Remember those fake newspaper pages with a stick-on note saying, “Mary, you ought to follow up on this. J.”? The technique has invaded e-mail. One message sent to my e-mail address, with the subject line “hglewis1, a stitch in time,” begins, “Hi! Just a quick note! Thought you might be interested in this site. It’s got online descriptions of the coat of arms for families around the world. Cool! Carol asked me to forward it in case you were interested. Here’s the site from my bookmarks.” Clever? Or insidious? I have two Carol-candidates, and neither one has ever heard of this deal (which may interest the Prince of Monaco but not me). Was it a lucky guess, or did somebody break and enter inviolate non-list territory?

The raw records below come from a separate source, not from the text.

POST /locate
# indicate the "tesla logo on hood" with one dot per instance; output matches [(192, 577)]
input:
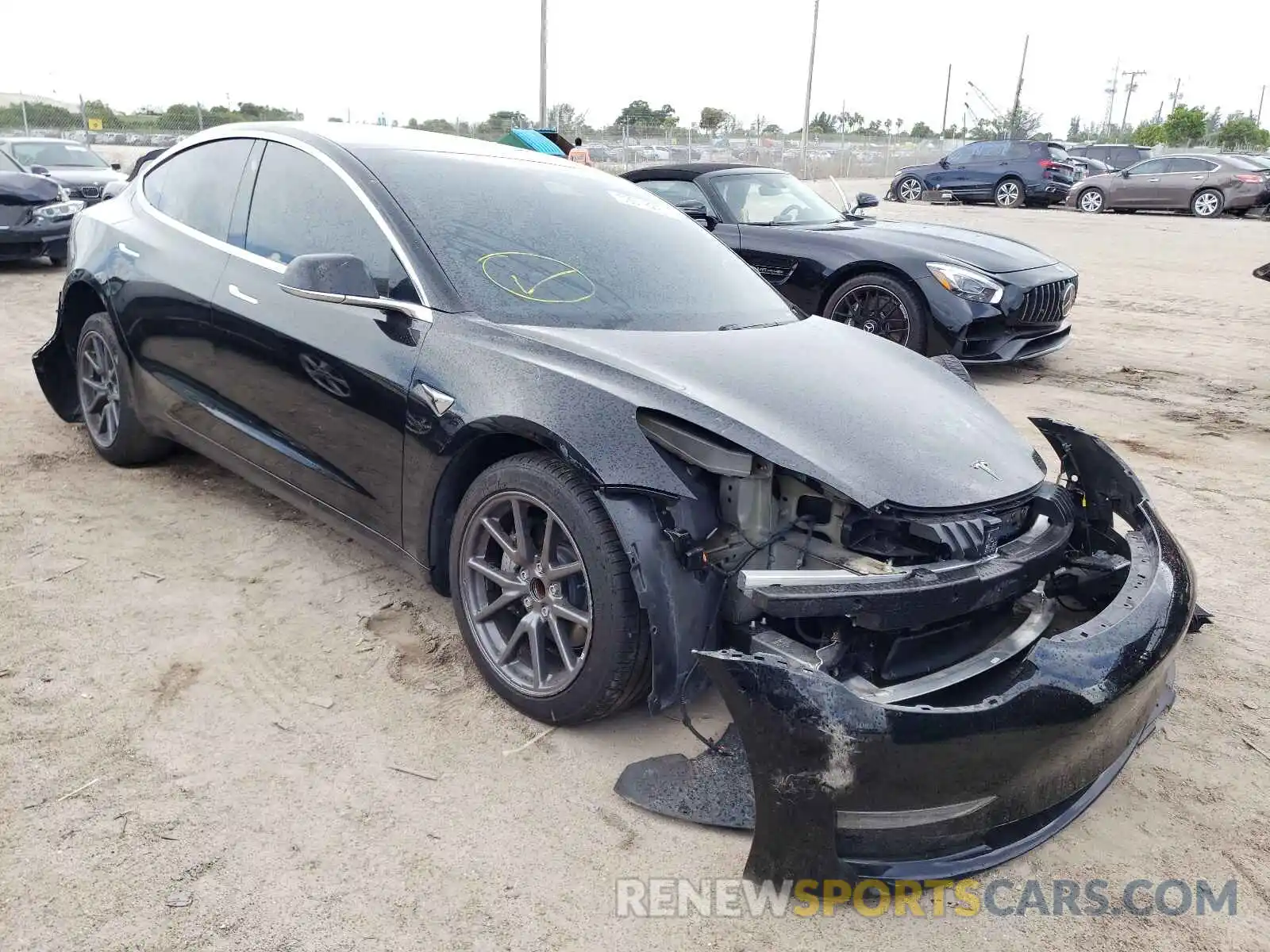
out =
[(982, 466)]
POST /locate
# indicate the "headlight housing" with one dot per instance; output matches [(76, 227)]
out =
[(967, 282), (57, 209)]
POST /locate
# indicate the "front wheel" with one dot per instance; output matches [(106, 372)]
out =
[(910, 190), (543, 592), (879, 304), (1208, 203), (1009, 194)]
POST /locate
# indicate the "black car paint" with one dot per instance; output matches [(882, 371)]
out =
[(22, 235), (808, 262), (1030, 749), (972, 178), (572, 393)]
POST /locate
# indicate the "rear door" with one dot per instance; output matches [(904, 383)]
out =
[(318, 391), (169, 258), (1184, 175)]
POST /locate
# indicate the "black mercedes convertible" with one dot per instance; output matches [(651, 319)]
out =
[(637, 469), (933, 289)]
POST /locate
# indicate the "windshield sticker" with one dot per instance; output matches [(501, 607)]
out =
[(533, 277), (648, 203)]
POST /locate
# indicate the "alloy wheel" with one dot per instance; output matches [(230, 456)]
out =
[(1206, 205), (526, 594), (874, 310), (910, 190), (1007, 194), (99, 389)]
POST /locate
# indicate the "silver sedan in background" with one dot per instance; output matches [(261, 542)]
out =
[(1202, 184)]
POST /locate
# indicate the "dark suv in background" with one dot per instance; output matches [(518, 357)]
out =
[(1007, 171), (1114, 156)]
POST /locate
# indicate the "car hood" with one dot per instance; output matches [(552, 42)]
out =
[(874, 420), (84, 177), (21, 188), (941, 243)]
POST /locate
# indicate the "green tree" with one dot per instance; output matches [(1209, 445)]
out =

One more, and this one really has me griped. For years I’ve used Norton Anti-Virus to keep outsiders from messing up my hard drive. I like it because I can upgrade it by just a mouse-click online.

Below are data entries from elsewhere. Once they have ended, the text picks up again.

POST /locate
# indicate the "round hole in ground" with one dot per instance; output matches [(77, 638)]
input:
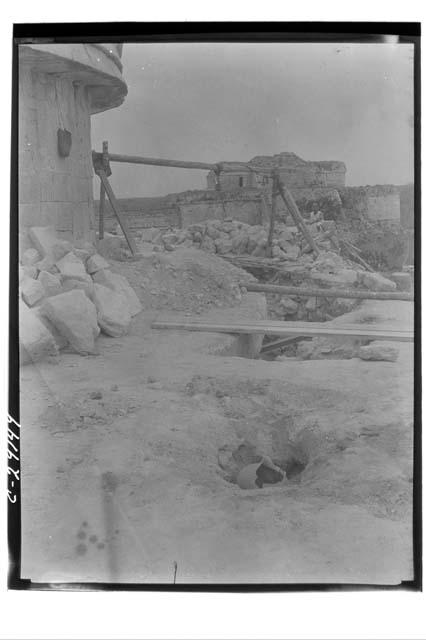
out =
[(250, 468)]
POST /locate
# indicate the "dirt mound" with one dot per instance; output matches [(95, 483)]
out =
[(185, 280)]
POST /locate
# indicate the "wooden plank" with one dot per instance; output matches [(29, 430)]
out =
[(114, 205), (279, 344), (328, 293), (101, 211), (161, 162), (273, 211), (295, 214), (288, 328)]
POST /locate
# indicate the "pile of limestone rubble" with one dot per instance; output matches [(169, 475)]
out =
[(67, 296), (292, 254), (234, 237)]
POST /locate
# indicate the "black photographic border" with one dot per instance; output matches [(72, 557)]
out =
[(197, 32)]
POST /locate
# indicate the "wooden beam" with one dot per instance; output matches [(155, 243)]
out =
[(279, 344), (295, 214), (161, 162), (101, 211), (273, 211), (115, 208), (290, 328), (317, 292)]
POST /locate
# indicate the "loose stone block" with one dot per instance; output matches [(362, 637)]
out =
[(120, 285), (95, 263), (75, 317), (30, 257), (35, 341), (288, 305), (47, 244), (46, 264), (59, 339), (50, 283), (30, 272), (377, 282), (113, 311), (32, 291), (72, 267), (86, 286)]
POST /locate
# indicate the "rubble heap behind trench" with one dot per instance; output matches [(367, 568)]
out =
[(170, 426)]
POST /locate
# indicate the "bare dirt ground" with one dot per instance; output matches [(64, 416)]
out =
[(120, 453)]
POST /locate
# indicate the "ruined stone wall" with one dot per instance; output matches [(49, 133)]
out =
[(54, 190), (377, 203), (186, 208)]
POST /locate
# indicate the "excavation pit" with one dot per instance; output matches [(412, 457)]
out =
[(249, 468)]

In came a program called “Jammer,” which claimed to be the next generation of protection. Jammer was free for 30 days and then $19.95, supposedly forever. Forever? Suddenly here’s a dire e-mail from something called Agnitum. After telling me, “Thank you for using Jammer! You made a wise decision,” it makes that conclusion unsound by continuing: “The development of more sophisticated Trojans in recent months means your system has once again become vulnerable to attack.” It pitches “a superior, yet user-friendly Trojan Horse scanner called Tauscan”…at $29.95.

The message ends its infuriating spiel by saying Jammer and Tauscan “work hand in hand like Batman and Robin.” Oh, no, they don’t. They work hand in hand like Bonnie and Clyde.

Am I getting crotchety, annoyed by jackals picking at me before I’ve even given the embalmer a chance? I hope so.